I just recently finished one of my first books of the summer, 28 Summers by Elin Hildebrand. She’s an author I love, and this book might be my favorite one of hers yet.
The book revolves around a woman and the man she loves as they navigate separate and completely unconnected lives, except for one weekend every year on Nantucket. Their “same time next year.” The affair begins on Labor Day weekend in the summer of 1969 and continues for 28 summers, through marriage, children, deaths, careers and all things life. They don’t see one another or speak for the rest of the year, except for their treasured weekend each Labor Day weekend. This tiny slice of time together refuels their souls before they dive back into their real lives at the weekend’s close.

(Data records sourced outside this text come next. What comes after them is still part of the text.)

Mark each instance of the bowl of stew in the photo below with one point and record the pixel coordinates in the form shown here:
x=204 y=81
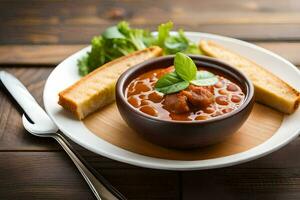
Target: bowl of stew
x=194 y=117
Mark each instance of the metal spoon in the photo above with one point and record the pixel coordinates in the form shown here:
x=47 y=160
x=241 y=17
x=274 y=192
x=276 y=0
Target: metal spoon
x=43 y=126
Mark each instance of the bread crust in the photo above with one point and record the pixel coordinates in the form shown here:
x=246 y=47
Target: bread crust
x=70 y=103
x=269 y=89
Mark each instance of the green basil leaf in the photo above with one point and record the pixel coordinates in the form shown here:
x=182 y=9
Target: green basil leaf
x=173 y=88
x=167 y=80
x=202 y=74
x=185 y=67
x=113 y=33
x=205 y=82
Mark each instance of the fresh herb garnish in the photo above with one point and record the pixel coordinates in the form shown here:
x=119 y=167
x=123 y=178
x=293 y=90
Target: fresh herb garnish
x=120 y=40
x=185 y=74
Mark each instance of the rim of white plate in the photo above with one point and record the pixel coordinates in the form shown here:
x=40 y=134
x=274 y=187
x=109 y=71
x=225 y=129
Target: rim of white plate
x=78 y=133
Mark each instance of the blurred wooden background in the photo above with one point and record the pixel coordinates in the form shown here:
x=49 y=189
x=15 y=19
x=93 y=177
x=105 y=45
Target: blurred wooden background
x=36 y=35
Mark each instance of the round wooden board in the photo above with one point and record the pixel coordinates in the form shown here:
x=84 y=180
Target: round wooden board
x=260 y=126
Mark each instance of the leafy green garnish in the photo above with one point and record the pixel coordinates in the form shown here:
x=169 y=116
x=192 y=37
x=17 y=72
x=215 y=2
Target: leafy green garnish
x=121 y=39
x=184 y=74
x=174 y=88
x=185 y=67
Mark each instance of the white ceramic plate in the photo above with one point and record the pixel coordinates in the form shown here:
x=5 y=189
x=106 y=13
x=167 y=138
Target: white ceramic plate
x=66 y=73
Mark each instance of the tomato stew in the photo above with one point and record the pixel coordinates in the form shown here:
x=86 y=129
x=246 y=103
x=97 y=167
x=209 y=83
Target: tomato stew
x=193 y=103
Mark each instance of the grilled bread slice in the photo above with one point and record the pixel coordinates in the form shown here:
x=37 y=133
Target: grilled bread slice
x=97 y=89
x=269 y=89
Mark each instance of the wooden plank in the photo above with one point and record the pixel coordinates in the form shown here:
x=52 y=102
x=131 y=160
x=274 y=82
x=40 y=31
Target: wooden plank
x=52 y=22
x=82 y=34
x=51 y=175
x=36 y=54
x=53 y=54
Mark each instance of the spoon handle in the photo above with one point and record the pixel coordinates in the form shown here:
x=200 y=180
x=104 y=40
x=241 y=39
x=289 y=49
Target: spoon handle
x=100 y=187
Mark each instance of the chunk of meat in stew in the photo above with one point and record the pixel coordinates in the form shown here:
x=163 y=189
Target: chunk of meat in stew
x=199 y=96
x=176 y=103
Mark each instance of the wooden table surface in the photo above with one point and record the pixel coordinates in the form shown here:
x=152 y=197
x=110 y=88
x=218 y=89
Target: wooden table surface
x=36 y=35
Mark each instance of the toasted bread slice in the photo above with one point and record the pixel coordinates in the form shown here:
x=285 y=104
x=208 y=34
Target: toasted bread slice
x=269 y=89
x=97 y=89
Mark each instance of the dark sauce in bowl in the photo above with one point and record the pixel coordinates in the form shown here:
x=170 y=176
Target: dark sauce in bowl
x=192 y=104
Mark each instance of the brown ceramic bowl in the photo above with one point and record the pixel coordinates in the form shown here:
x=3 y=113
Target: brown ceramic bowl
x=185 y=134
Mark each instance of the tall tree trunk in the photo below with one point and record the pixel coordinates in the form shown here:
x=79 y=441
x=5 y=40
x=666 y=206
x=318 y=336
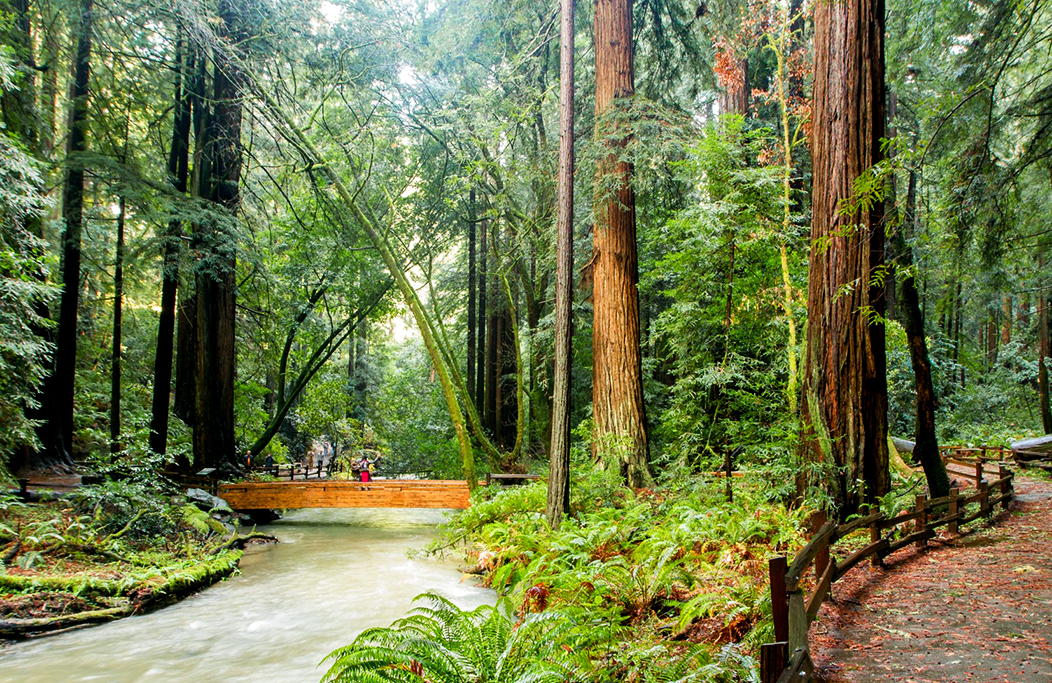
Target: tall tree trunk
x=63 y=380
x=621 y=430
x=490 y=418
x=559 y=456
x=845 y=383
x=470 y=299
x=926 y=449
x=1045 y=348
x=1006 y=323
x=186 y=335
x=19 y=113
x=115 y=379
x=361 y=379
x=482 y=346
x=179 y=176
x=214 y=443
x=734 y=98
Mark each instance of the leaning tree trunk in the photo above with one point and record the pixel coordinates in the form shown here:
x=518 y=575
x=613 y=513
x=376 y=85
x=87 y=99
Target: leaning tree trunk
x=618 y=404
x=470 y=298
x=19 y=115
x=1045 y=348
x=845 y=385
x=214 y=443
x=115 y=378
x=559 y=468
x=62 y=382
x=179 y=176
x=909 y=299
x=481 y=339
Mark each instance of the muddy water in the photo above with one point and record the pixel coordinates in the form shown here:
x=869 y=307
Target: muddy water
x=336 y=573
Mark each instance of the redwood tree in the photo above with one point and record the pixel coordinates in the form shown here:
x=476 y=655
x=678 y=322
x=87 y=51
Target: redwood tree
x=179 y=176
x=60 y=385
x=845 y=387
x=214 y=443
x=559 y=469
x=616 y=373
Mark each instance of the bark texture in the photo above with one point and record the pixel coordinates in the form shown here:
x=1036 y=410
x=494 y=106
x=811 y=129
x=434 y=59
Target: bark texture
x=616 y=375
x=179 y=176
x=470 y=299
x=214 y=444
x=1045 y=350
x=912 y=318
x=845 y=386
x=559 y=466
x=62 y=382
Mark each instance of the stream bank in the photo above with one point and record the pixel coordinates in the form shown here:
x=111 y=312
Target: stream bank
x=335 y=573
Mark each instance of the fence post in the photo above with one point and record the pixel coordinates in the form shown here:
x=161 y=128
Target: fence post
x=822 y=558
x=797 y=621
x=919 y=502
x=773 y=659
x=874 y=536
x=954 y=506
x=780 y=605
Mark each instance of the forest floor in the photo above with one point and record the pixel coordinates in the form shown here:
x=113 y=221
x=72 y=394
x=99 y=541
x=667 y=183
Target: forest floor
x=972 y=608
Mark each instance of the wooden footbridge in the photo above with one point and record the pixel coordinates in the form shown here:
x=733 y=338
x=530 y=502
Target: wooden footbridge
x=386 y=493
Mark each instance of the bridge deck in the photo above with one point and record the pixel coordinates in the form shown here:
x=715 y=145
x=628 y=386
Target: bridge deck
x=387 y=493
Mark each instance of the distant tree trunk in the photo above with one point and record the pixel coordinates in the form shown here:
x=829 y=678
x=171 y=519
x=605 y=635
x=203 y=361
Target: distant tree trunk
x=179 y=176
x=1045 y=349
x=63 y=380
x=845 y=385
x=482 y=346
x=186 y=335
x=214 y=442
x=19 y=115
x=361 y=378
x=471 y=328
x=926 y=449
x=559 y=464
x=734 y=98
x=115 y=379
x=618 y=403
x=1006 y=323
x=490 y=418
x=185 y=359
x=507 y=380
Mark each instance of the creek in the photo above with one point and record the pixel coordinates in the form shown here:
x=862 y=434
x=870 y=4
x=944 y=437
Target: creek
x=336 y=573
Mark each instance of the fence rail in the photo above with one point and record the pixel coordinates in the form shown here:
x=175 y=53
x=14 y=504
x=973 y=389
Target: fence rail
x=793 y=608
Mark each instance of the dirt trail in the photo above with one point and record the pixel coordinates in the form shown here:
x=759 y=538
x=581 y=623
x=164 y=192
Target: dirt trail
x=975 y=608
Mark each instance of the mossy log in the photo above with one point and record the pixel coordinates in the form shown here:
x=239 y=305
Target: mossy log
x=142 y=596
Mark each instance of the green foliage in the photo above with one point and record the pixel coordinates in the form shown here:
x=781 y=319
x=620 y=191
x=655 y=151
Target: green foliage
x=444 y=644
x=24 y=293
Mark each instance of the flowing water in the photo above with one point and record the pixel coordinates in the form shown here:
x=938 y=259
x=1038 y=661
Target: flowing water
x=336 y=573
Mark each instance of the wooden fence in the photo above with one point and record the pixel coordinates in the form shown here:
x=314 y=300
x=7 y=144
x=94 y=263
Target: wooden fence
x=794 y=608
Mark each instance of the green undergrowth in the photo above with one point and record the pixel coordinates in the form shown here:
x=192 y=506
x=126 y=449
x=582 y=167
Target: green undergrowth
x=664 y=581
x=102 y=553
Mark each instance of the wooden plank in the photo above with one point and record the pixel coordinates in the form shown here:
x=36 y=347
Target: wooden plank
x=873 y=549
x=898 y=519
x=797 y=621
x=346 y=494
x=780 y=601
x=821 y=591
x=806 y=556
x=773 y=658
x=916 y=537
x=801 y=668
x=855 y=524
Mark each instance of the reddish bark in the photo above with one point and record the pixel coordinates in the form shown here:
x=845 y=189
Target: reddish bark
x=845 y=387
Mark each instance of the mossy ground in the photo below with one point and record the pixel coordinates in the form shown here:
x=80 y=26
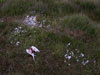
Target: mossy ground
x=74 y=21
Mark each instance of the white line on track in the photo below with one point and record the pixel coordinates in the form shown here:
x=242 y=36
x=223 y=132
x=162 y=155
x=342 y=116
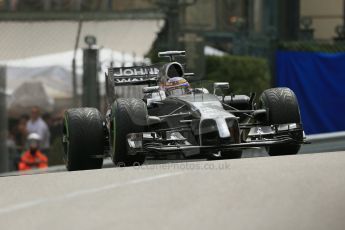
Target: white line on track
x=78 y=193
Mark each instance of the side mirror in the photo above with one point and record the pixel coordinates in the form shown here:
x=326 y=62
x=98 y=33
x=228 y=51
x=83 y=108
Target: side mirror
x=223 y=86
x=151 y=89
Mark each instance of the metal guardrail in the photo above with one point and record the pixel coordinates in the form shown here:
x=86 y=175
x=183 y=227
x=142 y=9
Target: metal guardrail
x=329 y=142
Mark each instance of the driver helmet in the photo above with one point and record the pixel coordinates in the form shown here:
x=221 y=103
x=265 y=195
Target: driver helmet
x=177 y=86
x=34 y=140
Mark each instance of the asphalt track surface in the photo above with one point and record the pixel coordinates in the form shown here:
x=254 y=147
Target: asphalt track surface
x=288 y=192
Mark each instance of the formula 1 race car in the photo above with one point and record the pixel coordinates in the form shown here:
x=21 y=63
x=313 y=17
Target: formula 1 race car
x=173 y=118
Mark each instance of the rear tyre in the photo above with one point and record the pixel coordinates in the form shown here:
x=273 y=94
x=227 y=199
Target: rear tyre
x=129 y=115
x=83 y=139
x=282 y=107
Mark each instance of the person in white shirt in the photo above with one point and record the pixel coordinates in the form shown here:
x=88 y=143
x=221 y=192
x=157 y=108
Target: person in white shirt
x=37 y=125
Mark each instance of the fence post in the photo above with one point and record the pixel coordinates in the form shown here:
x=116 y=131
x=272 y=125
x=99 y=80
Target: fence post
x=3 y=121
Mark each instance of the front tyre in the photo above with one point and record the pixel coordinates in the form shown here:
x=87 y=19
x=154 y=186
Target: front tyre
x=282 y=108
x=83 y=139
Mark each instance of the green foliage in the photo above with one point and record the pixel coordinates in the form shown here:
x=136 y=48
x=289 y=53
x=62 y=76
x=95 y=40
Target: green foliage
x=245 y=74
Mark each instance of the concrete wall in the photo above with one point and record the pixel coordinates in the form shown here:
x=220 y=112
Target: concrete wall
x=326 y=16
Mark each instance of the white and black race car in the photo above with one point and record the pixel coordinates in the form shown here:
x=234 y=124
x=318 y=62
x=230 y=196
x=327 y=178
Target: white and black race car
x=198 y=124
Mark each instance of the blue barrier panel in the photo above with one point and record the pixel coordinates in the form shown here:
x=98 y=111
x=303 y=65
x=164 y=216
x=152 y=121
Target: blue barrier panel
x=318 y=80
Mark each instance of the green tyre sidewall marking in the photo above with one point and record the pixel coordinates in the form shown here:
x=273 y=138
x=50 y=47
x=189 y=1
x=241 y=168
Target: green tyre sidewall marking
x=114 y=130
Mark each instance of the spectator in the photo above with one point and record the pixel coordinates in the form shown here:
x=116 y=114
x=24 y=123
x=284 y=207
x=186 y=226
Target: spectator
x=33 y=158
x=20 y=132
x=37 y=125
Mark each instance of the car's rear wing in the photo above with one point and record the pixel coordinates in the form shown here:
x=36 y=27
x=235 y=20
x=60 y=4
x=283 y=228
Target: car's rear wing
x=135 y=75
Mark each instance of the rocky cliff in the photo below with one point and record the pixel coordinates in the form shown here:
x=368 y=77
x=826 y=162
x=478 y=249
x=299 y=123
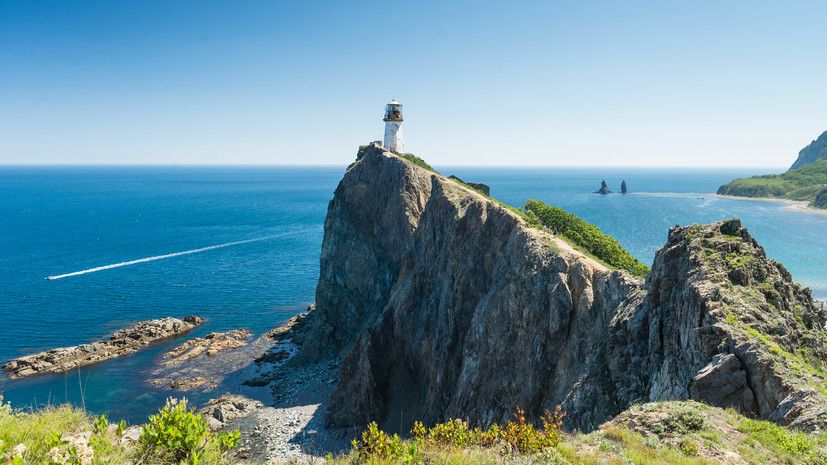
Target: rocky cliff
x=447 y=305
x=814 y=151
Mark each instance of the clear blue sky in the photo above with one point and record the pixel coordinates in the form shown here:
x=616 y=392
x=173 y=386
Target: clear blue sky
x=691 y=83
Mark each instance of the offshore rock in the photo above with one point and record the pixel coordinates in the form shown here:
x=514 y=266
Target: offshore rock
x=604 y=189
x=447 y=306
x=124 y=342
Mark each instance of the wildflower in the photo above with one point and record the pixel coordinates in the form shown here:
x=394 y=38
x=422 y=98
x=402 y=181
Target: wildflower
x=54 y=453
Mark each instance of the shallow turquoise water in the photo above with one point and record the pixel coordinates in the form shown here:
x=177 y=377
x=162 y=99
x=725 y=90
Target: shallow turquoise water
x=63 y=220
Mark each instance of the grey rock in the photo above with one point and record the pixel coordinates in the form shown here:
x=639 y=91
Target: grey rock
x=447 y=306
x=723 y=382
x=123 y=342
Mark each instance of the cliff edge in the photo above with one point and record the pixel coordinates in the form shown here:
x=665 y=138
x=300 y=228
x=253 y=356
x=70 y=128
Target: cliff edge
x=445 y=304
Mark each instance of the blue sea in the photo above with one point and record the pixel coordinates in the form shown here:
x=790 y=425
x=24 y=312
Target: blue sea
x=240 y=246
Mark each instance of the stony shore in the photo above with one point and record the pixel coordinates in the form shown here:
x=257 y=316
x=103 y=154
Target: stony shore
x=123 y=342
x=800 y=206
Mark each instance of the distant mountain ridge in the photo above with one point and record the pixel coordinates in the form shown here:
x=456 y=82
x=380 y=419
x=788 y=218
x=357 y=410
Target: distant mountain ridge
x=805 y=180
x=812 y=153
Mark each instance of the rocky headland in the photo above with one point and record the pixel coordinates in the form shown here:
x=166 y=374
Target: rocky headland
x=123 y=342
x=806 y=180
x=445 y=304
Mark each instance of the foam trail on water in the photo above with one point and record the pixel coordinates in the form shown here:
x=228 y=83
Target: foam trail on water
x=159 y=257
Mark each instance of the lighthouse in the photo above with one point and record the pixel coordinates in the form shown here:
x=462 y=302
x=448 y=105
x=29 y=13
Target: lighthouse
x=393 y=129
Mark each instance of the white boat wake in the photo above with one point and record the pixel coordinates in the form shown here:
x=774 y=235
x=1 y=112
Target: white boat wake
x=159 y=257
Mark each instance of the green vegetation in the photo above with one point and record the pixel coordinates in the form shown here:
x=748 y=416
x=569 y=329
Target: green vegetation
x=517 y=437
x=806 y=180
x=55 y=435
x=588 y=236
x=177 y=435
x=666 y=433
x=411 y=158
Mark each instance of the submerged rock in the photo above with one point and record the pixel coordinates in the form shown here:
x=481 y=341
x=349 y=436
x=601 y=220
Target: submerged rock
x=124 y=342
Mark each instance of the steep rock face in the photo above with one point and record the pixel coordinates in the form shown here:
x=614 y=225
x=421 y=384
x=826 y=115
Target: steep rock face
x=456 y=309
x=368 y=229
x=721 y=323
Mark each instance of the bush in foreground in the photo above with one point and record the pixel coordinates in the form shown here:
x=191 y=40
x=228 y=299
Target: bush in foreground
x=516 y=437
x=69 y=435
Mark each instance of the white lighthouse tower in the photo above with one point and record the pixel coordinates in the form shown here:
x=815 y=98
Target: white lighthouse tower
x=393 y=129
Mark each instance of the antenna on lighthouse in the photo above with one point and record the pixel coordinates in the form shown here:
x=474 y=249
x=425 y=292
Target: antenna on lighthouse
x=393 y=129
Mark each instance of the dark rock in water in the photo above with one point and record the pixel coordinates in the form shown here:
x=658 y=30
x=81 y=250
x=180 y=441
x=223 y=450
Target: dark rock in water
x=473 y=185
x=604 y=189
x=256 y=382
x=124 y=342
x=448 y=306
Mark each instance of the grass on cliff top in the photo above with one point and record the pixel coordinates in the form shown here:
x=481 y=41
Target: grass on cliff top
x=588 y=236
x=665 y=433
x=52 y=433
x=585 y=237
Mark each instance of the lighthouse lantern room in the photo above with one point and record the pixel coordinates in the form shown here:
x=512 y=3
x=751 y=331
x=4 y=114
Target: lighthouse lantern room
x=393 y=129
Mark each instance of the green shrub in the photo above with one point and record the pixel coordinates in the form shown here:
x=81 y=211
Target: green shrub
x=377 y=443
x=685 y=420
x=588 y=236
x=178 y=434
x=416 y=161
x=522 y=437
x=777 y=437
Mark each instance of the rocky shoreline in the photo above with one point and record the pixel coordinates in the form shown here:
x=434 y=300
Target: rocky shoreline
x=123 y=342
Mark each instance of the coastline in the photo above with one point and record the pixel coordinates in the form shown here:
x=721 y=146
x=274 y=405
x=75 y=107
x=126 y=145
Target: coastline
x=800 y=206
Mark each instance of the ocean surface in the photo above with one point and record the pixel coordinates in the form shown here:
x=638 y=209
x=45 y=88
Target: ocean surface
x=240 y=246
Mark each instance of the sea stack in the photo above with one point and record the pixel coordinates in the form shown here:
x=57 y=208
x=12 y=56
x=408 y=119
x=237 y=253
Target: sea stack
x=604 y=189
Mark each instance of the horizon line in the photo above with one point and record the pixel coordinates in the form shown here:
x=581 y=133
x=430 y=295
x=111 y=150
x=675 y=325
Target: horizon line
x=337 y=165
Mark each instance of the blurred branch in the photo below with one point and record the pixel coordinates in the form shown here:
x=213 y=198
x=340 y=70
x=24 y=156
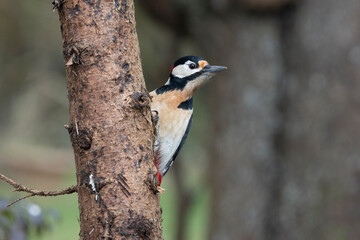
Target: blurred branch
x=33 y=192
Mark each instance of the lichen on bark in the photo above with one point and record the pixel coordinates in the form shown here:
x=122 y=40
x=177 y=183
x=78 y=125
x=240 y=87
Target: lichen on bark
x=110 y=121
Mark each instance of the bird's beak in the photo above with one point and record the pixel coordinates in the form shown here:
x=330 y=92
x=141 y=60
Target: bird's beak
x=211 y=69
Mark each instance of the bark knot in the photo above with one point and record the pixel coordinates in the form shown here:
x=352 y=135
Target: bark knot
x=81 y=137
x=139 y=100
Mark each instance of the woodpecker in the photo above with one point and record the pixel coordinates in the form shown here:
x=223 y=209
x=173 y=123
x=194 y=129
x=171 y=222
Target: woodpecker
x=172 y=104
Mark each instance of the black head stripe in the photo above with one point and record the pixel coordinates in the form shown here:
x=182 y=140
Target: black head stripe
x=186 y=105
x=183 y=60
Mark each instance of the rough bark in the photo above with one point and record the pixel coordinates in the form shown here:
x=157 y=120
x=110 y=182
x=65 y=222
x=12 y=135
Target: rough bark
x=110 y=121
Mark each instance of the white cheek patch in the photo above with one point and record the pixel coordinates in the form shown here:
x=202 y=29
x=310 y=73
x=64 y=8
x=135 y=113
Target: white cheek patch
x=184 y=70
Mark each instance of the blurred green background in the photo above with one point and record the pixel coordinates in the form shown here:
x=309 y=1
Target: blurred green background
x=273 y=152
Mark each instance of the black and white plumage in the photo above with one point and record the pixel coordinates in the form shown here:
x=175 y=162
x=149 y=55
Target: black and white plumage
x=173 y=103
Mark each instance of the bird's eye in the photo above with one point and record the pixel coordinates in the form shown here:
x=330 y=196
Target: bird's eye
x=192 y=65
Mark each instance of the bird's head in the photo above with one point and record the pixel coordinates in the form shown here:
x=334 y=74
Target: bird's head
x=190 y=72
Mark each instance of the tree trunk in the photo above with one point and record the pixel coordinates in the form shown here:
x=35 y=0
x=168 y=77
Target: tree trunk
x=245 y=119
x=110 y=121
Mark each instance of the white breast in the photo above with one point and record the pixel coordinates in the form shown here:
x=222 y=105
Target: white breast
x=173 y=122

The “same time next year” idea really captures my heart – NOT regarding an affair, but the premise of a constant, steady and fulfilling tradition. I lament to my girlfriends about our schedule often. It seems that scheduling things like get-togethers or a dinner out or a weekend away gets harder and harder with each passing year. In my younger (and childless) years, planning was effortless. We were all able to just meet for dinner tomorrow, or grab drinks on Friday, or go to shore next weekend. Now, we plan weeks or months ahead, squeezing a two-hour window for brunch on a Wednesday, before rushing to the next part of the day, be it school pickups, sports, Zoom calls, dog grooming appointments, therapy, etc. It just seems to me that the “squeezed in” time IS the good stuff, yet it gets lost in the shuffle.
What if this book is on to something? What if we all committed to some “same time next year” traditions? No matter what, we’d know that we have some special, good-for-the-soul moments to look forward to each year without the hardship of schedule juggling and planning. Essentially, the calendar is marked in permanent marker and that’s that. I don’t see any reason why a “same time next year” commitment with a friend, partner or family member is any less important than all of the other items that fill our to-do lists and Google calendars. I’d argue that maybe these commitments could be MORE important!
I plan to read 28 Summers again soon. As I re-read, I’m really going to ponder “same time next year” further and consider when (not if!) I can make my very own carved-in-stone plans. I can’t wait!